26.11.2017, 14:05
Zum Glück kannte Liam keine Angst. Zumindest keine Angst vor Personen, ganz gleich, welche Rolle sie spielten oder zu spielen glaubten. Er hatte nicht sonderlich viel für dieses Rollen- und Schichtsystem übrig, in dem die Gesellschaft gefangen war, denn er war stets irgendwie außen vor gewesen, während er mit seinem Vater die Welt bereist hatte. Als Händler war es unwichtig, wo man stand, denn arm und reich begehrten Waren, die man verkaufte. Man segelte sozusagen zwischen den Schichten, ohne wirklich zu einer zu gehören. In dieser Zeit hatte der damals noch junge Bursche gelernt, dass es nicht auf den Stand ankam, sondern darauf, wie man mit seinem Gegenüber umging.
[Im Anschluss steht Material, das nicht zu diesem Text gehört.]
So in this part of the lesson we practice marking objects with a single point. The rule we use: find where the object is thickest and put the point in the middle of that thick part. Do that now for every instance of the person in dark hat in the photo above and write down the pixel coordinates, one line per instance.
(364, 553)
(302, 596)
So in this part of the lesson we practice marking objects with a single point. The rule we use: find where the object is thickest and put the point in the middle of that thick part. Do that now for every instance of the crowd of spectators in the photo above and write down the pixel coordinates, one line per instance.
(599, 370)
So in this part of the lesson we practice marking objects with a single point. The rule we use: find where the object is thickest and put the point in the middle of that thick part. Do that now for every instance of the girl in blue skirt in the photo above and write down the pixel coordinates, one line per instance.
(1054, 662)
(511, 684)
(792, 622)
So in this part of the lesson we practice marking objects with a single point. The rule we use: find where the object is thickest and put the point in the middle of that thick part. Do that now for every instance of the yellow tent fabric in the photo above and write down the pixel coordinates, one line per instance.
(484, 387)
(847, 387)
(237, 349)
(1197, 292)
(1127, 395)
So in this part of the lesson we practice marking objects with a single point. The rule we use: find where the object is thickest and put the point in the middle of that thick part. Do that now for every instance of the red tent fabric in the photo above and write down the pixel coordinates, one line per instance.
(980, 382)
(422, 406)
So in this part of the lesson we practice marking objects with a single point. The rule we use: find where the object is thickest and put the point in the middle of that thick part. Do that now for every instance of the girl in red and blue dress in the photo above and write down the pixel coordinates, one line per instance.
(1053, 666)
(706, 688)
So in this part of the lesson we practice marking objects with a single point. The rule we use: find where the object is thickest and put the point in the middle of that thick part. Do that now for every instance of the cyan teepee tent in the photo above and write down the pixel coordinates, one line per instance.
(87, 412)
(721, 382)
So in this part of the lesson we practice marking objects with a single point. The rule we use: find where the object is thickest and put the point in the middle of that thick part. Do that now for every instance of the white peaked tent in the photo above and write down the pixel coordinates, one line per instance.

Respekt machte einen Charakter aus, kein Geld und auch kein scheinhaftes Auftreten, weil man sich auf irgendeinen Titel oder Rang etwas einbildete. Seither ging er stets gleich auf die Menschen zu, ungeachtet dessen, wer sie waren oder was sie taten. So hatte er keine Probleme damit, einem armen Mädchen etwas zu schenken – gleichzeitig aber auch nicht damit, einen üblen Ganoven um seine wertvolle Ware zu bringen. Sineca war der beste Beweis dafür. Deshalb auch ließ ihn Yaris' Verhalten kein bisschen zurückschrecken. Seine Stimme schüchterte ihn nicht ein – ganz im Gegenteil, denn eigentlich wäre es ein Grund gewesen, mit den Augen zu rollen. So, wie bei Enrique, der sich in der Nacht vor ein paar Tagen noch etwas auf seinen Marinerang eingebildet hatte, nun aber mit ihnen im selben Boot saß. Respekt bekam, wer sie verdiente, nicht, wer sie verlangte.
Er ließ ihn stehen, um Lucien an den Ort zu führen, den er sich ausgeguckt hatte, ohne auch noch einen Blick zurückzuwerfen. Lucien bat ihn noch um ein wenig Verzögerung. Man merkte dem jungen Captain an, dass er sein eigenes Schiff offenbar lange Zeit nicht mehr gesehen hatte. Liam konnte sich bildlich ausmalen, wie manch anderer Captain mit dem harschen Auftreten des Geretteten umgegangen wäre. Im Augenblick war Yaris noch Geduldeter. Liam an seiner Stelle hätte einiges daran gelegen, sich einzufinden, als dankbar für die Rettung zu sein und sich ein wenig erkenntlich dafür zu zeigen, vorerst mitsegeln zu dürfen.
Als Lucien aufgeholt hatte, blickte Liam ihm kurz über die Schultern entgegen. Er verzog die Lippen ein wenig, fand ein weiteres Kommentar allerdings unpassend und unnötig. Als sie den Bugaufbau erreicht hatten, lehnte er sich vorne über die Brüstung, als versuchte er, ein bestimmtes Teil im Rumpf des Schiffes von dort aus zu sehen. Dann aber winkte er ab und wendete sich mit einem leichten Lächeln an den wiedergefundenen Captain, der die Finte vielleicht noch nicht als solche erkannt hatte.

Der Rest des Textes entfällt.